Od pewnego czasu – a konkretnie od czasu artykułu na łamach brytyjskiego brukowca The Sun – po sieci krąży plotka o Aaronie Taylorze-Johnsonie, będącym najwyraźniej jednym z głównych kandydatów do roli następnego Jamesa Bonda. Teraz do tych doniesień dołączyły się kolejne źródła – wygląda na to, że szansa przejęcia przez aktora z „Avengers: Czas Ultrona” kreacji kultowego agenta jest naprawdę spora.
Po tym, jak Daniel Craig zdecydował się rozstać z rolą Jamesa Bonda po ponad piętnastu latach swojej służby, producenci serii rozpoczęli poszukiwania nowego aktora do roli agenta 007. Zdaniem serwisu Puck.News, mającego w dorobku sprawdzone przecieki z największych filmowych wytwórni, Aaron Taylor-Johnson ma realną szansę na dołączenie do słynnej franczyzy.
Sprawdź też: Hugh Grant rozwiewa wątpliwości na temat swojej roli w „Glass Onion” i relacji z bohaterem Craiga
Jak donosiły wcześniej brytyjskie media, 32-letni aktor wziął udział w tajnym nagraniu testowym i miał zrobić duże wrażenie na producentce Barbarze Broccoli podczas przesłuchania, do którego doszło we wrześniu ubiegłego roku w Pinewood Studios. Z kolei w raporcie Puck.News, sporządzonym przez Matthew Belloniego (byłego dziennikarza serwisu The Hollywood Reporter) czytamy, że plotki o aktorze mają podstawę w faktach. Taylor-Johnson w istocie spotkał się z Broccoli – spotkanie miało też „pójść dobrze”, zdaniem źródeł Belloniego. Raport powtarza też, że Taylor-Johnson wypełnia główne kryteria postawione przez producentów cyklu o Bondzie: jest młody, „ma za sobą sukcesy, ale nie jest zbyt popularny”.

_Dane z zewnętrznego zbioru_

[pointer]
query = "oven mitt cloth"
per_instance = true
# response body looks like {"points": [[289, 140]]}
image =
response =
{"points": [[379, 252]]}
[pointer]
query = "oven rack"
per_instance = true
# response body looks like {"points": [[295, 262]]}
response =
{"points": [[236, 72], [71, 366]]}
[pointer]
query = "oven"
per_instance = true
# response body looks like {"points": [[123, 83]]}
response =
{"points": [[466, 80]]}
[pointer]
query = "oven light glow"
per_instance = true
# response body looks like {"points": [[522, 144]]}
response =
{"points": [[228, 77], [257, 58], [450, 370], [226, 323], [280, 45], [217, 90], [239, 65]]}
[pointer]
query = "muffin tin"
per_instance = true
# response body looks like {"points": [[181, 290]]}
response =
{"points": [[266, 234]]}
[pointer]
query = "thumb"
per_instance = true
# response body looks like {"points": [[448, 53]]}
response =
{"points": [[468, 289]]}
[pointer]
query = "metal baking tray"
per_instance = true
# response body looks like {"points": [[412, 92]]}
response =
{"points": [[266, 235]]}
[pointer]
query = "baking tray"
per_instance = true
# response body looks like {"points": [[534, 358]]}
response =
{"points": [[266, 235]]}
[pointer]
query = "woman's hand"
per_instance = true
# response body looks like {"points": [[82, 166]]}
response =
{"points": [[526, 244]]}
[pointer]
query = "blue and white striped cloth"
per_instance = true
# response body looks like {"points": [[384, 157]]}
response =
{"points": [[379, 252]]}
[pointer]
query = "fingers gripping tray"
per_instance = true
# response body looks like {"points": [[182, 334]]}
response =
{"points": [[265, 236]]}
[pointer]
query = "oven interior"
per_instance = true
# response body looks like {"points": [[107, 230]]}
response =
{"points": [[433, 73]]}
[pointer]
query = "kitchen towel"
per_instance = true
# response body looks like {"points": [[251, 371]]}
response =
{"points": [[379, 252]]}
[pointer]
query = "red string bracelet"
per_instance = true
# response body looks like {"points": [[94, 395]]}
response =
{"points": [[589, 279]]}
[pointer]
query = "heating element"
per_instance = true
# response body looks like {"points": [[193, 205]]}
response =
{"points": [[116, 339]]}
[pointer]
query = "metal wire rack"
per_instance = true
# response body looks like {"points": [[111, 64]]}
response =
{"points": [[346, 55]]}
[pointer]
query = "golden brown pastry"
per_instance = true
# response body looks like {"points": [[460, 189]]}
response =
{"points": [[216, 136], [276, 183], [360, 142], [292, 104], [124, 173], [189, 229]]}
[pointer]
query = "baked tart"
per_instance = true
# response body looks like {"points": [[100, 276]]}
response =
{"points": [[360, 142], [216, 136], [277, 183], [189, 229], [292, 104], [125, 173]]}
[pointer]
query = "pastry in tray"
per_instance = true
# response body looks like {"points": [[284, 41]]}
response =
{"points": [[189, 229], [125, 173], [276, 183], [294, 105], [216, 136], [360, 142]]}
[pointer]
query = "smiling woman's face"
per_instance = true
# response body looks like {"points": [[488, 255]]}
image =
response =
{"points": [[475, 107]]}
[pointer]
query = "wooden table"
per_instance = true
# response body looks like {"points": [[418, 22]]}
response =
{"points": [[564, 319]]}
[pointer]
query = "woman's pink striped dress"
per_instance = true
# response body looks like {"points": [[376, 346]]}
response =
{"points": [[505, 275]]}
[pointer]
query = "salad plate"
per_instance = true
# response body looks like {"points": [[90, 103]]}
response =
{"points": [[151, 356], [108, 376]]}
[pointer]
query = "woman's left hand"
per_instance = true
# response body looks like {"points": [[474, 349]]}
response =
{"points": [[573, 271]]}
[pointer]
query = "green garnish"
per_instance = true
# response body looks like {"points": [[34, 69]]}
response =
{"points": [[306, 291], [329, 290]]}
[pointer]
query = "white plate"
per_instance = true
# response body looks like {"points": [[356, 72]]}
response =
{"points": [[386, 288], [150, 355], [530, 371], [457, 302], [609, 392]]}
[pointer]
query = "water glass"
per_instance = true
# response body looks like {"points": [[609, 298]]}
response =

Co ciekawe, na niekorzyść aktora mogą zadziałać – ironicznie twierdzi Puck.News – jego kolejne projekty, między innymi thriller „The Fall Guy”, w którym wystąpi z Ryanem Goslingiem. „Jeśli jego następne filmy (...) zadziałają, Taylor-Johnson może stać się zbyt popularnym aktorem, by przejąć rolę Bonda”.
W dotychczasowym dorobku Aarona Taylora-Johnsona znajdują się kreacje w takich widowiskach jak „Bullet Train”, „Kick-Ass”, „Kick-Ass 2”, „King's Man: Pierwsza misja”, wspomnianym „Avengers: Czas Ultrona” czy „Tenet” Christophera Nolana.